The webcomics blog about webcomics

Building The Perfect Webcomic

Hey, look at that! Server all migrated and we’re back in business, just in time for me to write an entry before things consume my evening (none of which, sadly, involve the drinking of beer). A quick scan of the internets reveals that Goats, megaGAMERZ, Real Life, and Oh No Robot! have also made the transition safely.
(Edit: Slight delay getting graphics to load. Picture to be added up there shortly Added.)

So, something PJ wrote got me to thinking about what makes for a good webcomic — archives that you can easily (and freely) navigate are the key advantage of webcomics over their print brethren, despite certain business models to the contrary. Jeff once remarked on the importance of infrastructure, including navigation, forum, and blurb space. And I’ve written about the importance of legibility in artwork. But what else is necessary for a really good webcomic?

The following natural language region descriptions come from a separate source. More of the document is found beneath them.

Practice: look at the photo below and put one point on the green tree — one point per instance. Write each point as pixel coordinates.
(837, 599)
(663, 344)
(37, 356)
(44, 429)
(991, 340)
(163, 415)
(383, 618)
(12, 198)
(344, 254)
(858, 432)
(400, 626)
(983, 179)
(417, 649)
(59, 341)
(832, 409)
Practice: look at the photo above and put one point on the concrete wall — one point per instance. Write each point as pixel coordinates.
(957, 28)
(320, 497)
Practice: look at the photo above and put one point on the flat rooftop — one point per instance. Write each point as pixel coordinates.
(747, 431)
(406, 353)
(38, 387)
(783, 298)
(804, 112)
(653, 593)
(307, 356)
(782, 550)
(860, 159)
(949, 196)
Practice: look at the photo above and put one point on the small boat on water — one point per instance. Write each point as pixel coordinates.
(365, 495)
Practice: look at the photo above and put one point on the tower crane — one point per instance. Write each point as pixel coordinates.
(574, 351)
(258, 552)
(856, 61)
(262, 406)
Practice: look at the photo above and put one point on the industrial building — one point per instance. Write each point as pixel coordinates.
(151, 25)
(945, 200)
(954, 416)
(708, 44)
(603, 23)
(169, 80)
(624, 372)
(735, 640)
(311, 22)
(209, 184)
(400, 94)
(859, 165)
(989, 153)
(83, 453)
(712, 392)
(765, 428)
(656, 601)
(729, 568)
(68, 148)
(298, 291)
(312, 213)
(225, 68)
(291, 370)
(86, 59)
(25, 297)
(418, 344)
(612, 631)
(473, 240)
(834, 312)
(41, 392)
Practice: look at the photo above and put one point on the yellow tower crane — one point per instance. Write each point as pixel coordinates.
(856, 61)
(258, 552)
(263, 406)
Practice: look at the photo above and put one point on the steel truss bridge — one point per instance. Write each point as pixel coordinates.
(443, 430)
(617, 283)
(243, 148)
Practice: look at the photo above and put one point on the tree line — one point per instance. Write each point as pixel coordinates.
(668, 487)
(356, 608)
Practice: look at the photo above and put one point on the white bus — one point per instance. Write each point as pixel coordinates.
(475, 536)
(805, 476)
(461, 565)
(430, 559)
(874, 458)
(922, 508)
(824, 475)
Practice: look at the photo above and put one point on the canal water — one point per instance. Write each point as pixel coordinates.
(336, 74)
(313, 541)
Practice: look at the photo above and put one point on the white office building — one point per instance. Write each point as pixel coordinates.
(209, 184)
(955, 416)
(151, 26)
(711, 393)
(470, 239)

A quick scan of popular comics reveals that, much like there are essential elements to country/western songs (booze, death, adultery, Jesus, a train, and/or a truck), certain themes may be considered critical for webcomickin’ success; they appear to include:

  • pixels
  • pretty people talking
  • ninjas
  • cute fuzzy animals
  • video games

Think of it! All of your big-time webcomics feature at least one of these. We may logically infer that a pixel comic of a fuzzy animal ninja that talks about videogames with its pretty friends is destined for megasuccess … it’s scientific! Dinosaurs would be good too, but that’s closed territory, my friend. Try to encroach, and you’ll get stomped. Even now, highly trained Disney™ Fungineers© are reading this, plotting to extend their dominance, coming for your children. In the meantime, Fleen welcomes your suggestions for comics that fulfill at least three of the Criteria of Wonderfulness.

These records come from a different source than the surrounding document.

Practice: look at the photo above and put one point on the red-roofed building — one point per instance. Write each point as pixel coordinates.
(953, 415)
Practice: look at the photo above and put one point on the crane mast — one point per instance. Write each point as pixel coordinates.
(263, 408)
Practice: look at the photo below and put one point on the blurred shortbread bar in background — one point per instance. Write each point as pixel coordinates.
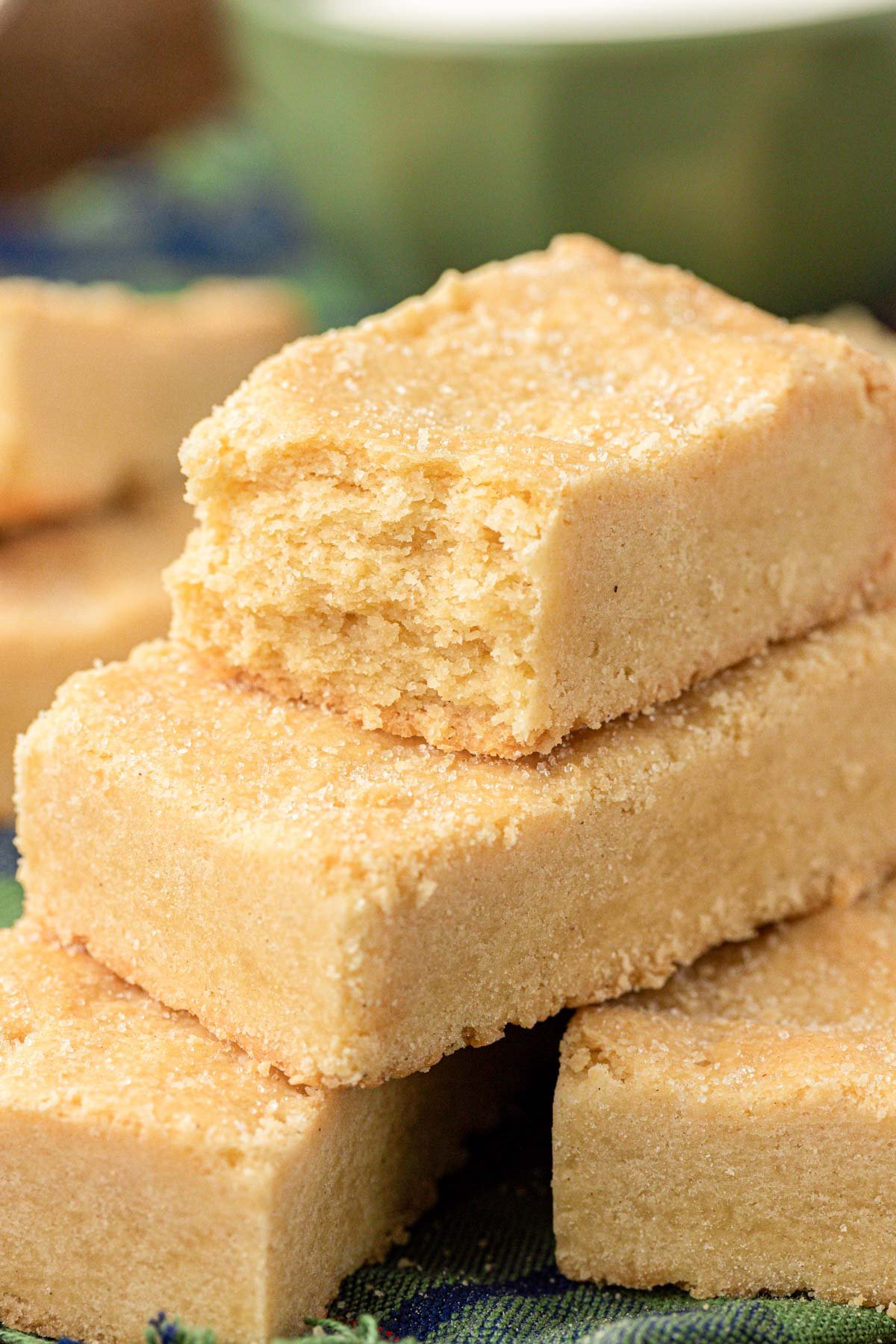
(146, 1164)
(862, 329)
(547, 494)
(72, 593)
(735, 1132)
(354, 906)
(100, 385)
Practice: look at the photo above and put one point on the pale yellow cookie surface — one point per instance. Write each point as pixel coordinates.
(354, 906)
(543, 495)
(99, 385)
(146, 1167)
(72, 593)
(735, 1132)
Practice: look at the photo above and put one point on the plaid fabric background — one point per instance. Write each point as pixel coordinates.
(480, 1268)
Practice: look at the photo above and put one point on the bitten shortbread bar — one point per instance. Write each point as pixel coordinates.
(354, 906)
(75, 591)
(99, 385)
(735, 1132)
(146, 1167)
(547, 494)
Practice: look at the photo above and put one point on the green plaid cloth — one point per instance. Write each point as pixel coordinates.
(480, 1268)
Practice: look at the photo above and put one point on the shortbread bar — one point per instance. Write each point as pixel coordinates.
(735, 1132)
(547, 494)
(862, 329)
(99, 385)
(147, 1167)
(352, 906)
(78, 591)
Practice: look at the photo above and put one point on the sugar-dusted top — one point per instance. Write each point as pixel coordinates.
(806, 1009)
(80, 1045)
(317, 788)
(568, 359)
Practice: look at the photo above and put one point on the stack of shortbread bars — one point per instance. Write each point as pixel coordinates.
(534, 638)
(97, 386)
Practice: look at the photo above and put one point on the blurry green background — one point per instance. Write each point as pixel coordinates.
(153, 140)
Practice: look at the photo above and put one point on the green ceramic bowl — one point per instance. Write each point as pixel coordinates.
(765, 161)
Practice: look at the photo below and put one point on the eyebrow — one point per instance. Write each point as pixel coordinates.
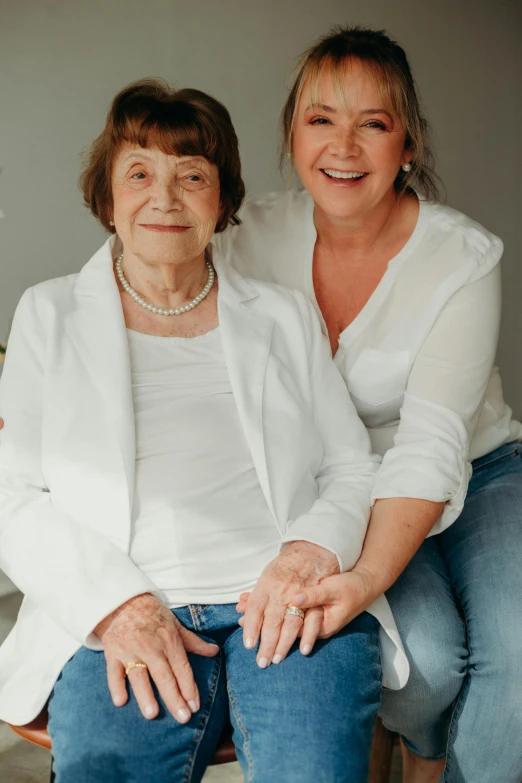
(331, 109)
(131, 156)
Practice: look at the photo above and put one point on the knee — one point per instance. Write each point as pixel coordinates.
(437, 672)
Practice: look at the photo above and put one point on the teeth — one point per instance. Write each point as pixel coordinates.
(343, 174)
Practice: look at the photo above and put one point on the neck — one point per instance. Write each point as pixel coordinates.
(165, 284)
(361, 233)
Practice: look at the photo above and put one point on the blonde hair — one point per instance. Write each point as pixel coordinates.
(387, 65)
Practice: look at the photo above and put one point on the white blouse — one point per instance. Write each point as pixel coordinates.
(202, 530)
(418, 360)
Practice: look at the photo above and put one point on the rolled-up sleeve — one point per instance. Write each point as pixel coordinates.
(338, 519)
(429, 459)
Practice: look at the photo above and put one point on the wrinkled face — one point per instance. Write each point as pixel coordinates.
(347, 152)
(165, 207)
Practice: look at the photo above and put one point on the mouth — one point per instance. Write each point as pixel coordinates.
(164, 229)
(344, 178)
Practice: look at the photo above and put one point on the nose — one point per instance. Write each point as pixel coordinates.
(167, 195)
(345, 144)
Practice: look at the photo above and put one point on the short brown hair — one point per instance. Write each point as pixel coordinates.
(387, 64)
(180, 122)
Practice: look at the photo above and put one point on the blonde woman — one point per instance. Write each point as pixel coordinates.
(408, 291)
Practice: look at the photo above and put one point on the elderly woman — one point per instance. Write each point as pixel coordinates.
(175, 435)
(409, 295)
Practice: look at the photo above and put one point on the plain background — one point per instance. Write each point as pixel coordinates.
(62, 61)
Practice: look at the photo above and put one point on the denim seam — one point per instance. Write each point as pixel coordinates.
(408, 745)
(194, 614)
(203, 722)
(499, 460)
(244, 732)
(457, 709)
(453, 727)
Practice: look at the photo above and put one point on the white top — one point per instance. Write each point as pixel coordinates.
(202, 530)
(418, 359)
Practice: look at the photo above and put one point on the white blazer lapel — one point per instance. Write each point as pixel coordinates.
(97, 329)
(246, 337)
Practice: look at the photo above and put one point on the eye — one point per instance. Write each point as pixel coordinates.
(375, 124)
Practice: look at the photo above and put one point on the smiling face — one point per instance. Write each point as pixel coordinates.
(165, 206)
(348, 146)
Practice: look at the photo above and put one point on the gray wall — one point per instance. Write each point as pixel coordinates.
(61, 62)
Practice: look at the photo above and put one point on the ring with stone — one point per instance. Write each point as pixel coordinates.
(135, 665)
(291, 609)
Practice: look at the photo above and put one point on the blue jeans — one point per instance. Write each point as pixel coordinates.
(308, 719)
(458, 607)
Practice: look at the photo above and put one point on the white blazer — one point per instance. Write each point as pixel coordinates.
(67, 456)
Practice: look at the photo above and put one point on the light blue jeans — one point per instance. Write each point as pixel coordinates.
(306, 720)
(458, 607)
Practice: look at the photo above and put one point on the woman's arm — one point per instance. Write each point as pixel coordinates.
(329, 536)
(76, 575)
(425, 474)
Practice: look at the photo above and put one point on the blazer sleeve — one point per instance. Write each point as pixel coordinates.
(74, 574)
(446, 388)
(339, 517)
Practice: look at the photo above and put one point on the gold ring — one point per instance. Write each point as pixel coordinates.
(134, 665)
(291, 609)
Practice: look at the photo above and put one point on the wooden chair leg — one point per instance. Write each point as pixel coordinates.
(382, 752)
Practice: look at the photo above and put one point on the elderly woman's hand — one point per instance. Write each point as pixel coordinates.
(298, 566)
(144, 630)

So *that’s* my problem. No pixels, no pretty people, no cute fuzzy animals, only occasional mention of video games and not one goddamned ninja.

I’m going to have to re-think my entire approach.

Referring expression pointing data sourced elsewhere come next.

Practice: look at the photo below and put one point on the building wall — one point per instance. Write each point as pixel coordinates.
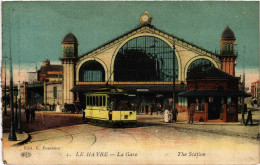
(50, 94)
(185, 53)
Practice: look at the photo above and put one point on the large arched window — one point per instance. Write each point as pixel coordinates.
(145, 59)
(91, 71)
(199, 65)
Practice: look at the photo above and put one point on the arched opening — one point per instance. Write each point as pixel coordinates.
(198, 66)
(145, 58)
(92, 71)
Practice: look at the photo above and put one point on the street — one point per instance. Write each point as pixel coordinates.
(148, 143)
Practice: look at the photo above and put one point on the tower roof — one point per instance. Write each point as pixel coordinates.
(70, 38)
(228, 34)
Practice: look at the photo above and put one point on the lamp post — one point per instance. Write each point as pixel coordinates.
(16, 114)
(243, 101)
(20, 111)
(174, 118)
(5, 109)
(12, 135)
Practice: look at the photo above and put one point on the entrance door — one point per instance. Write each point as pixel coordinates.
(214, 109)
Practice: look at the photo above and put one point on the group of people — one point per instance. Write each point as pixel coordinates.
(30, 113)
(169, 115)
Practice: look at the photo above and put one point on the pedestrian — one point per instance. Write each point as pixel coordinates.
(166, 115)
(33, 114)
(249, 117)
(175, 115)
(27, 113)
(152, 108)
(146, 109)
(192, 111)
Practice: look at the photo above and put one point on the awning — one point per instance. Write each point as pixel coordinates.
(214, 93)
(128, 88)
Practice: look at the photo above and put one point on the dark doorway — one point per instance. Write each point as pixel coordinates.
(214, 109)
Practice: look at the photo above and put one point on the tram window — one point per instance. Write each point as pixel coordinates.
(94, 100)
(104, 100)
(87, 100)
(99, 101)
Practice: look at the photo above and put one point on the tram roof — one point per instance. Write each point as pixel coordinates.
(109, 91)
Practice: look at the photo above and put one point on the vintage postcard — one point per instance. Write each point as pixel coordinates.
(98, 82)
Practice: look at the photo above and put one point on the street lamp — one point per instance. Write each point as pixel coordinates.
(5, 109)
(16, 115)
(174, 118)
(20, 111)
(12, 135)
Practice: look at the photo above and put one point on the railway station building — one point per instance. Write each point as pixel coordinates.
(143, 61)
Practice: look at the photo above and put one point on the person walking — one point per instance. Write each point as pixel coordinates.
(33, 114)
(166, 115)
(192, 111)
(146, 109)
(249, 117)
(27, 113)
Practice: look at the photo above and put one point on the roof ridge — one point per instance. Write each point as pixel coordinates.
(139, 27)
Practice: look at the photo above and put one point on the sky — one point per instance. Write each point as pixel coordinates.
(35, 29)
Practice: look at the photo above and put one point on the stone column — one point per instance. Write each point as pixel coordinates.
(225, 110)
(206, 106)
(45, 92)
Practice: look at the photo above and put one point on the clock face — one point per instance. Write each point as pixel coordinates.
(145, 18)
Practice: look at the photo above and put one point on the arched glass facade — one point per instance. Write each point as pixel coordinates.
(91, 71)
(199, 65)
(145, 59)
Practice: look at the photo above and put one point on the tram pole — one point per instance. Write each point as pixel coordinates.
(173, 87)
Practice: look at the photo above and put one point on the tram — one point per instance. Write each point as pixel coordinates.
(109, 105)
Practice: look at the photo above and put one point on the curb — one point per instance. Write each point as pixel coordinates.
(24, 141)
(215, 132)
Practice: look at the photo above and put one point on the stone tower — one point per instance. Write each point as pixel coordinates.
(227, 55)
(69, 57)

Yeah, Chris, you’d think that in ten years of pulling in readers you’d’ve seen this for yourself.

Next week Help Desk introduces an ultra-sexy female tech support employee with a highly-trained but absolutely adorable ninja polar bear who is addicted to World of Warcraft.

Can I substitute a pirate for a ninja and still be successful in webcomics?

I’ll never be big-time. I like vampire stories.